China previously prohibited local governments from using any borrowed money as project capital put up by investors for initial investment in infrastructure to curb local debt surges.
According to the document issued Monday by the cabinet, local governments can now use special-purpose bonds to raise project capital for major and strategic investments in highways, railways, electricity and gas projects.
Special bonds must be used for projects that are proven to make certain returns on investment, according to the statement. Local officials should strengthen risk controls for special bond issuance and project management, it added.
The eased policy will encourage market-oriented fundraising, increase effective investment and improve economic structure while putting governments’ hidden debts under check, the document said.
Beijing is seeking to fire up growth amid weakening domestic demand and protract trade disputes. Although China’s gross domestic product (GDP) rose by a better-than-expected 6.4% year-on-year in the first quarter, projections for the future remain dim. Last week, the International Monetary Fund lowered its forecast for China’s growth this year to 6.2% from 6.3%, warning that “uncertainty around trade tensions remains high and risks are tilted to the downside.”
The World Bank kept its projection unchanged for China’s GDP expansion this year at 6.2% but cut its estimate for 2020 to 6.1% from 6.2%, blaming a re-escalation in trade tensions.
The weakening momentum partly reflects local governments’ slowing construction after the central government’s years-long campaign to curb excessive leverage and reckless government borrowing.
To encourage local government spending and improve their financial strength, Beijing since last year has allowed local governments to speed up issuance of special-purpose bonds for infrastructure projects. Unlike general bonds, the special bonds are excluded from local governments’ budgets and are repaid from returns on projects instead of by the government.
Last month, the Ministry of Finance said it will allow local governments rather than top central authorities to determine the maturity structure of their bonds this year to better match project funding needs and deadlines.
According to the Monday document, qualified projects that have been halted by funding shortages will be allowed to negotiate with financial institutions to get additional funding under proper risk controls. Local governments will also be encouraged to provide credit support by supplementing collateral or guarantees to certain projects under the condition of complying with the rules, according to the notice.

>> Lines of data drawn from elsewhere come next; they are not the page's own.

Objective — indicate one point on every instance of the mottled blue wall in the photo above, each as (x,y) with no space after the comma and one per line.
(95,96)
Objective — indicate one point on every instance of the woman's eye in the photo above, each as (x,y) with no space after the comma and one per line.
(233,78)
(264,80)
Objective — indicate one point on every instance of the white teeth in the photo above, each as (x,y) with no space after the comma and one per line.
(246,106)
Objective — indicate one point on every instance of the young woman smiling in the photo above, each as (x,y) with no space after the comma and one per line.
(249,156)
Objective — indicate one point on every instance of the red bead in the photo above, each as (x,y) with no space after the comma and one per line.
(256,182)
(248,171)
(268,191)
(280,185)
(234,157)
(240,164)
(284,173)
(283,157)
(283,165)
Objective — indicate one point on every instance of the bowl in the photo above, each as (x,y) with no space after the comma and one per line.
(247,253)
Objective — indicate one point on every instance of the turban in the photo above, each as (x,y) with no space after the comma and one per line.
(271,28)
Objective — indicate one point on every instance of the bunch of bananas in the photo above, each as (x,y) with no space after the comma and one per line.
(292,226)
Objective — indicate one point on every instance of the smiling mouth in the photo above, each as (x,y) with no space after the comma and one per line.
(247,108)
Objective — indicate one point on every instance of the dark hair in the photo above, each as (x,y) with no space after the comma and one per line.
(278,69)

Policies to stimulate growth have sparked concerns over lingering debt risks facing the country. China’s overall leverage ratio, which measures outstanding debt in the real economy including government, business and households against nominal GDP, increased to 248.83% at the end of March, the highest in a data series going back to 1993, according to a joint study released by two Beijing-based state-backed think tanks.
The debt-to-GDP ratio was up 3.73 percentage points from the same period a year earlier and 5.1 percentage points higher than at the end of 2018, largely reflecting a shift in the focus of government policy toward stabilizing economic growth, the report said.
The Monday notice requires local authorities to strictly monitor the use of special bond proceeds in local construction. Local governments should not issue special bonds that exceed the project’s capacity for return or use proceeds of the bonds for equity investments, the notice said.
In a separate statement (Link in Chinese) published by several ministries explaining the new policy, regulators said they will maintain close scrutiny of the debt risks by carefully assessing the qualification of projects, strictly implementing policies and enhancing risk evaluation to make sure borrowing matches repayment ability.
According to the ministries, outstanding debts held by China’s local governments totaled 18.39 trillion yuan ($2.66 trillion) by the end of 2018, equivalent to 76.6% of total fiscal revenue. China’s overall government debt totaled 33.35 trillion yuan by the end of 2018, or 37% of annual GDP, with “risks under control,” the statement said.
In the first five months this year, local governments issued 1.46 trillion yuan of bonds, including 859.8 billion yuan of special purpose bonds, according to the statement.